Install notes for NASA/Pleiades: Intel stack with MPI-SGI

Here we build using the recommended MPI-SGI environment, with Intel compilers. An initial Pleiades environment is pretty bare-bones. There are no modules, and your shell is likely a csh varient. To switch shells, send an e-mail to support@nas.nasa.gov; I’ll be using bash.

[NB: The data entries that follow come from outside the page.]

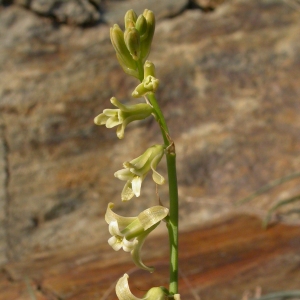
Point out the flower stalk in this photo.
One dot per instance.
(129, 233)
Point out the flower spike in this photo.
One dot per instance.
(123, 115)
(137, 169)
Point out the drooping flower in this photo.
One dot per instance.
(123, 291)
(123, 115)
(137, 169)
(130, 233)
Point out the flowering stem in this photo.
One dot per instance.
(172, 222)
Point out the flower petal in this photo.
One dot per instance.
(113, 228)
(135, 253)
(136, 185)
(115, 243)
(127, 192)
(101, 119)
(112, 122)
(152, 215)
(111, 112)
(122, 289)
(124, 174)
(159, 179)
(128, 246)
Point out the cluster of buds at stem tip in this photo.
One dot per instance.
(130, 233)
(156, 293)
(137, 169)
(133, 46)
(123, 115)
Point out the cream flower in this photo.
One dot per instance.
(123, 291)
(123, 115)
(130, 233)
(137, 169)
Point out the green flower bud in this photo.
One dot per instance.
(156, 293)
(141, 26)
(124, 57)
(146, 44)
(130, 18)
(149, 84)
(149, 69)
(132, 41)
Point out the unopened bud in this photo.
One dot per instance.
(132, 41)
(141, 26)
(130, 18)
(149, 69)
(125, 59)
(146, 44)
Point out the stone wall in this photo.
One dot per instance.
(230, 92)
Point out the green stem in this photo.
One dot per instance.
(172, 223)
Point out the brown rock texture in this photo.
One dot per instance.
(230, 93)
(222, 260)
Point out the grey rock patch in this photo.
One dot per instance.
(3, 197)
(75, 12)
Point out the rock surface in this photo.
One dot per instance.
(210, 265)
(75, 12)
(230, 93)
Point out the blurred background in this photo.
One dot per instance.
(230, 91)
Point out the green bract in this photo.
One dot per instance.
(122, 116)
(123, 291)
(136, 170)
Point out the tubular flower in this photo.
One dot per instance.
(124, 57)
(130, 233)
(149, 84)
(123, 291)
(137, 169)
(123, 115)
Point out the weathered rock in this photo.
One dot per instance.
(208, 4)
(229, 91)
(229, 258)
(79, 12)
(3, 196)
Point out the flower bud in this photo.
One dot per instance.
(141, 26)
(130, 18)
(149, 84)
(156, 293)
(149, 69)
(146, 44)
(132, 41)
(124, 57)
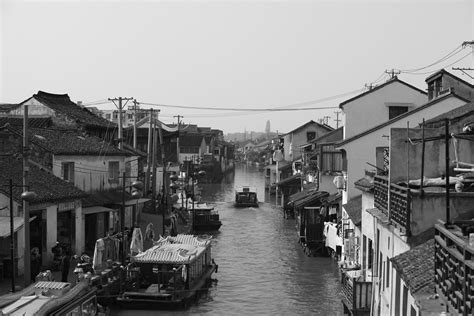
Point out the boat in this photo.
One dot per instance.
(205, 218)
(53, 298)
(170, 274)
(246, 196)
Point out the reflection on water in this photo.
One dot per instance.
(262, 268)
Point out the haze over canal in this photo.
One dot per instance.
(262, 268)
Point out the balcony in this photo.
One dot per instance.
(400, 203)
(357, 292)
(454, 266)
(413, 212)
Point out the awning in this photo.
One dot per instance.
(96, 209)
(136, 201)
(291, 180)
(5, 225)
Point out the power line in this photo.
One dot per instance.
(449, 55)
(274, 109)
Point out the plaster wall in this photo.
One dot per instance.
(91, 173)
(362, 150)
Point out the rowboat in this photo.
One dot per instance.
(170, 274)
(245, 197)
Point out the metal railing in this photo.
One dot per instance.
(454, 267)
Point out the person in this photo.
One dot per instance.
(35, 263)
(65, 263)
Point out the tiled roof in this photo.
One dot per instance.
(453, 115)
(327, 127)
(47, 186)
(354, 209)
(61, 103)
(364, 184)
(379, 87)
(38, 122)
(400, 117)
(109, 197)
(70, 142)
(416, 267)
(5, 107)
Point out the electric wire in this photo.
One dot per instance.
(430, 72)
(449, 55)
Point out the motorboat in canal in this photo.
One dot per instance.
(205, 218)
(52, 298)
(170, 274)
(246, 197)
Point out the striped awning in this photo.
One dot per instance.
(180, 249)
(169, 254)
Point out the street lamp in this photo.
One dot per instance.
(194, 176)
(26, 196)
(137, 186)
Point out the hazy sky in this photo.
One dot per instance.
(226, 54)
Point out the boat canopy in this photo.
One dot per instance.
(246, 189)
(180, 249)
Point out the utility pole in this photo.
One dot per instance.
(120, 107)
(464, 71)
(135, 103)
(150, 153)
(369, 86)
(393, 73)
(337, 120)
(26, 210)
(177, 140)
(325, 119)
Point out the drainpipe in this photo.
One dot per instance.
(446, 139)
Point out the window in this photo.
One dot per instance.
(370, 254)
(114, 170)
(394, 111)
(67, 171)
(387, 279)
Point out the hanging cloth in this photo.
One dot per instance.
(98, 254)
(136, 246)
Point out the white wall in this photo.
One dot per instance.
(362, 150)
(376, 103)
(91, 173)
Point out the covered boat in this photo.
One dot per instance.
(246, 196)
(169, 274)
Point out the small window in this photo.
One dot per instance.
(114, 170)
(67, 171)
(394, 111)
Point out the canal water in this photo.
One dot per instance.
(262, 268)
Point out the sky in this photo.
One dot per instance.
(236, 55)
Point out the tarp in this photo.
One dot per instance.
(96, 209)
(5, 225)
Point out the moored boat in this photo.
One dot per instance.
(170, 274)
(246, 197)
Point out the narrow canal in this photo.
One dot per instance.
(262, 268)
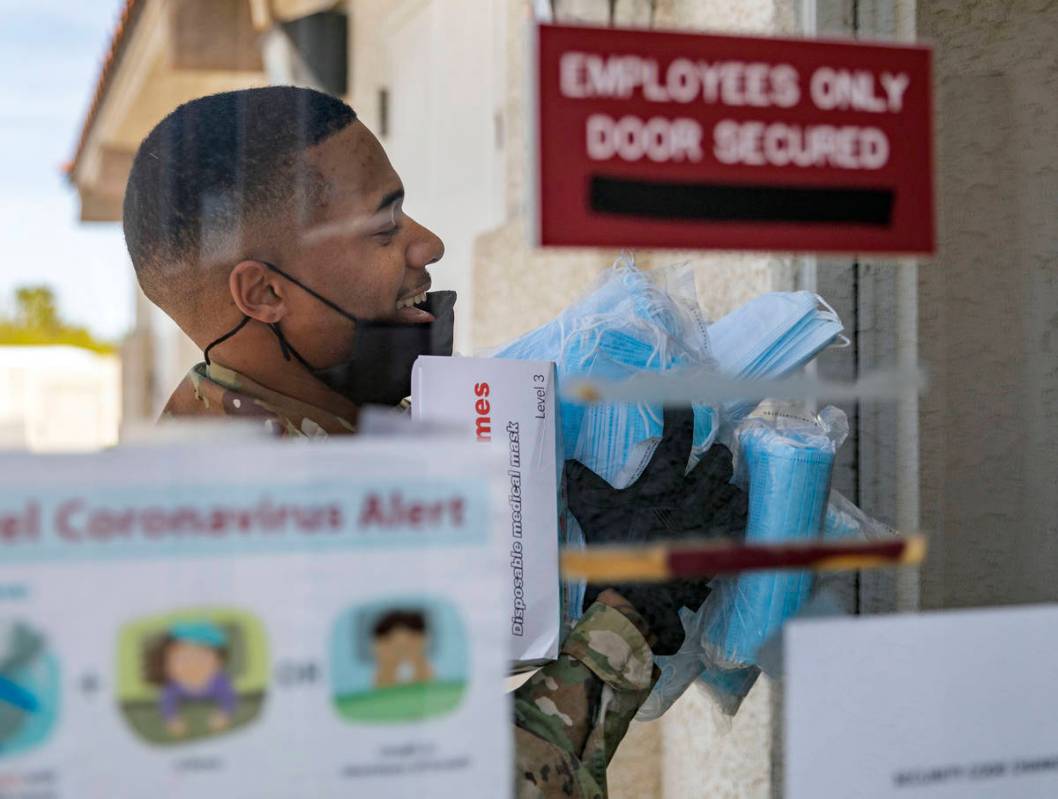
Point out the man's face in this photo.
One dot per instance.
(359, 250)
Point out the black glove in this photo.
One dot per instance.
(663, 504)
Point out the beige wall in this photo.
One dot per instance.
(988, 306)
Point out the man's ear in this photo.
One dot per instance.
(257, 292)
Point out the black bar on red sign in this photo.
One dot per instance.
(719, 202)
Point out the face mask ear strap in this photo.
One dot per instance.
(222, 339)
(286, 347)
(303, 287)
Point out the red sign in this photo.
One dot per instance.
(669, 140)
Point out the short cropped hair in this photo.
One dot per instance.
(214, 168)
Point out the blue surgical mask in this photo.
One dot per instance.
(787, 466)
(771, 337)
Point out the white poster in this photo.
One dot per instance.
(950, 705)
(253, 620)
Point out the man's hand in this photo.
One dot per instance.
(664, 503)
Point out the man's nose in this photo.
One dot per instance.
(426, 248)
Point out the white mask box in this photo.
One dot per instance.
(509, 406)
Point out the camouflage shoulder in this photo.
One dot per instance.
(608, 643)
(544, 772)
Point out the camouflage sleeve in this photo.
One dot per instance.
(571, 714)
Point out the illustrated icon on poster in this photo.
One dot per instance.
(192, 674)
(29, 688)
(398, 660)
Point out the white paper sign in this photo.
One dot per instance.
(959, 704)
(253, 620)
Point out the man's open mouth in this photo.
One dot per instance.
(415, 308)
(412, 301)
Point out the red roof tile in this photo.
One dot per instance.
(129, 15)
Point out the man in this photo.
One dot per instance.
(269, 224)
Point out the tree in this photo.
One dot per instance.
(37, 322)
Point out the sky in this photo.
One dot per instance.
(51, 52)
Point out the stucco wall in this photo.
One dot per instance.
(690, 752)
(988, 306)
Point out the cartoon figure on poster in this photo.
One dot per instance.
(29, 688)
(192, 674)
(188, 665)
(399, 660)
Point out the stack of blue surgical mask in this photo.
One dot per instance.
(627, 324)
(786, 458)
(771, 336)
(631, 322)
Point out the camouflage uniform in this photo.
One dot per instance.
(570, 715)
(217, 391)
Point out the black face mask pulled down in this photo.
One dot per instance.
(379, 373)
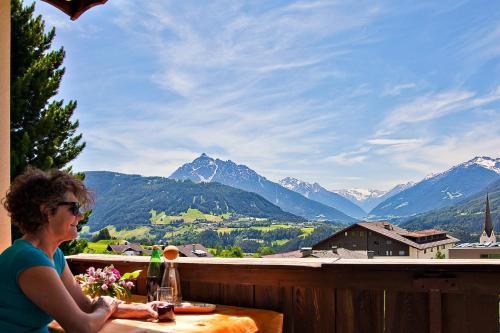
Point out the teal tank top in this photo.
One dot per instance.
(17, 312)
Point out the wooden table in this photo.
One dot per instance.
(225, 319)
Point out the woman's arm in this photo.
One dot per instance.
(84, 302)
(44, 287)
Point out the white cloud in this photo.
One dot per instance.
(397, 89)
(436, 105)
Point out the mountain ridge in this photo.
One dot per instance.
(318, 193)
(123, 199)
(441, 189)
(205, 168)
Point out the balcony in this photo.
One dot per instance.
(340, 295)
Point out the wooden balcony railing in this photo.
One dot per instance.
(339, 295)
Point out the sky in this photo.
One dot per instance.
(349, 94)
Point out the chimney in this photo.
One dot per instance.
(306, 251)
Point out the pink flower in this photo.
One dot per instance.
(117, 273)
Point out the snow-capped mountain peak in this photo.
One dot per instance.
(318, 193)
(300, 186)
(360, 194)
(485, 162)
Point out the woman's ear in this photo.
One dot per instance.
(45, 210)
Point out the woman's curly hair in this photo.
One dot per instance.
(35, 188)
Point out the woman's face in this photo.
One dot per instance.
(63, 223)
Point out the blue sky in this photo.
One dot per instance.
(343, 93)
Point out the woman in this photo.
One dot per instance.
(36, 284)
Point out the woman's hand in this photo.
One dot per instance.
(138, 311)
(109, 304)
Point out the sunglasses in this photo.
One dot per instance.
(74, 207)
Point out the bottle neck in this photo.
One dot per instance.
(155, 256)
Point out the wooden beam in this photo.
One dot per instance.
(5, 238)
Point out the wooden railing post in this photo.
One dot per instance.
(5, 239)
(435, 311)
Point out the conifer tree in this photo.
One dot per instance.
(42, 132)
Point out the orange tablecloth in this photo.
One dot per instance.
(226, 319)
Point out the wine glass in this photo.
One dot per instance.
(166, 308)
(165, 294)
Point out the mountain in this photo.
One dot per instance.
(320, 194)
(440, 190)
(207, 169)
(464, 219)
(127, 199)
(364, 198)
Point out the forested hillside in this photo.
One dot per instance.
(127, 200)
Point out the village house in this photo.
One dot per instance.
(387, 240)
(487, 248)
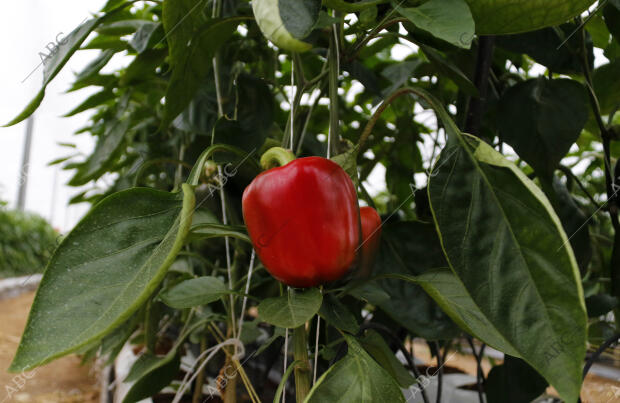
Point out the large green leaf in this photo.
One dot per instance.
(546, 47)
(355, 378)
(285, 22)
(194, 292)
(449, 20)
(103, 271)
(374, 344)
(611, 12)
(55, 62)
(513, 16)
(151, 374)
(412, 248)
(191, 63)
(507, 247)
(606, 80)
(336, 314)
(513, 382)
(541, 119)
(105, 151)
(291, 310)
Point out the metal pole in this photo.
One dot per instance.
(23, 173)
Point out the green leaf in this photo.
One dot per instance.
(233, 133)
(146, 35)
(191, 64)
(210, 230)
(412, 248)
(513, 382)
(449, 20)
(103, 271)
(93, 101)
(299, 17)
(336, 314)
(94, 67)
(541, 119)
(449, 70)
(446, 289)
(255, 107)
(56, 61)
(194, 292)
(151, 374)
(573, 219)
(600, 304)
(291, 310)
(348, 162)
(494, 17)
(606, 82)
(370, 293)
(105, 151)
(374, 344)
(507, 247)
(547, 47)
(611, 12)
(355, 378)
(112, 344)
(276, 17)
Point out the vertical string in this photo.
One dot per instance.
(285, 363)
(292, 99)
(247, 290)
(228, 263)
(316, 347)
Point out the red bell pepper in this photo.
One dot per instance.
(371, 235)
(303, 219)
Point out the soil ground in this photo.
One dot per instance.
(62, 381)
(66, 381)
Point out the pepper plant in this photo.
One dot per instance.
(495, 124)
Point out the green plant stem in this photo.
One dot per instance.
(612, 197)
(149, 336)
(276, 156)
(302, 370)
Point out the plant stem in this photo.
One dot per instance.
(200, 379)
(276, 156)
(610, 181)
(479, 373)
(302, 370)
(334, 70)
(475, 110)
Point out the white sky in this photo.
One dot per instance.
(25, 29)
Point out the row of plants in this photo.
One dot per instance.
(26, 242)
(498, 134)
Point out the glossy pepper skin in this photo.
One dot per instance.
(371, 235)
(303, 221)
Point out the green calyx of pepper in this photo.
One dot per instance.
(276, 156)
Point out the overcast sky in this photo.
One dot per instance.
(26, 27)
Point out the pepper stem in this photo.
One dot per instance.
(276, 156)
(302, 371)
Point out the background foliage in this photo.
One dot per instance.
(26, 243)
(515, 237)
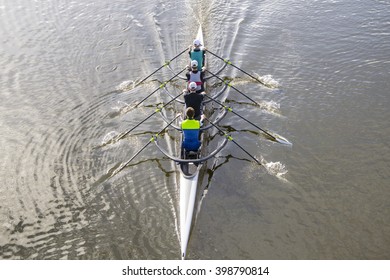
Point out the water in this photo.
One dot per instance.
(67, 68)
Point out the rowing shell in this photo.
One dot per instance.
(189, 174)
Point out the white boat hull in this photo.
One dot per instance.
(188, 190)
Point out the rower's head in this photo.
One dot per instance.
(190, 113)
(192, 87)
(194, 65)
(197, 43)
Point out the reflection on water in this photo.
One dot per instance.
(68, 88)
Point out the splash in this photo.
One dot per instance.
(268, 81)
(276, 169)
(109, 138)
(126, 85)
(270, 107)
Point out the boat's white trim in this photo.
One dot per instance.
(188, 188)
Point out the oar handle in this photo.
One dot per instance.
(236, 89)
(230, 138)
(229, 109)
(160, 87)
(152, 139)
(148, 117)
(227, 61)
(162, 66)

Then add the following to your .profile:

# Add your commands here to extend your PATH, etc.

module load mpi-sgi/mpt
module load comp-intel
module load git
module load openssl
module load emacs

export BUILD_HOME=$HOME/build

export PATH=$BUILD_HOME/bin:$BUILD_HOME:/$PATH  # Add private commands to PATH

export LD_LIBRARY_PATH=$BUILD_HOME/lib:$LD_LIBRARY_PATH
export LD_LIBRARY_PATH=/nasa/openssl/1.0.1h/lib/:$LD_LIBRARY_PATH

# proper wrappers for using Intel rather than GNU compilers,
# Thanks to Daniel Kokron at NASA.
export MPICC_CC=icc
export MPICXX_CXX=icpc

export CC=mpicc

#pathing for Dedalus
export LOCAL_PYTHON_VERSION=3.5.0
export LOCAL_NUMPY_VERSION=1.10.1
export LOCAL_SCIPY_VERSION=0.16.1
export LOCAL_HDF5_VERSION=1.8.15-patch1
export LOCAL_MERCURIAL_VERSION=3.6

export PYTHONPATH=$BUILD_HOME/dedalus:$PYTHONPATH
export MPI_PATH=$MPI_ROOT
export FFTW_PATH=$BUILD_HOME
export HDF5_DIR=$BUILD_HOME

# Pleaides workaround for QP errors 8/25/14 from NAS (only for MPI-SGI)
export MPI_USE_UD=true

Python stack

Here we use the recommended MPI-SGI compilers, rather than our own openmpi.

Building Python3

Create $BUILD_HOME and then proceed with downloading and installing Python-3.4:

cd $BUILD_HOME
wget https://www.python.org/ftp/python/$LOCAL_PYTHON_VERSION/Python-$LOCAL_PYTHON_VERSION.tgz --no-check-certificate
tar xzf Python-$LOCAL_PYTHON_VERSION.tgz
cd Python-$LOCAL_PYTHON_VERSION
./configure --prefix=$BUILD_HOME \
                     OPT="-w -vec-report0 -opt-report0" \
                     FOPT="-w -vec-report0 -opt-report0" \
                     CFLAGS="-mkl -O3 -ipo -axCORE-AVX2 -xSSE4.2 -fPIC" \
                     CPPFLAGS="-mkl -O3 -ipo -axCORE-AVX2 -xSSE4.2 -fPIC" \
                     F90FLAGS="-mkl -O3 -ipo -axCORE-AVX2 -xSSE4.2 -fPIC" \
                     CC=mpicc  CXX=mpicxx F90=mpif90  \
                     --with-cxx-main=mpicxx --with-gcc=mpicc \
                     LDFLAGS="-lpthread" \
                    --enable-shared --with-system-ffi

make
make install

The previous intel patch is no longer required.

Installing pip

Python 3.4 now automatically includes pip.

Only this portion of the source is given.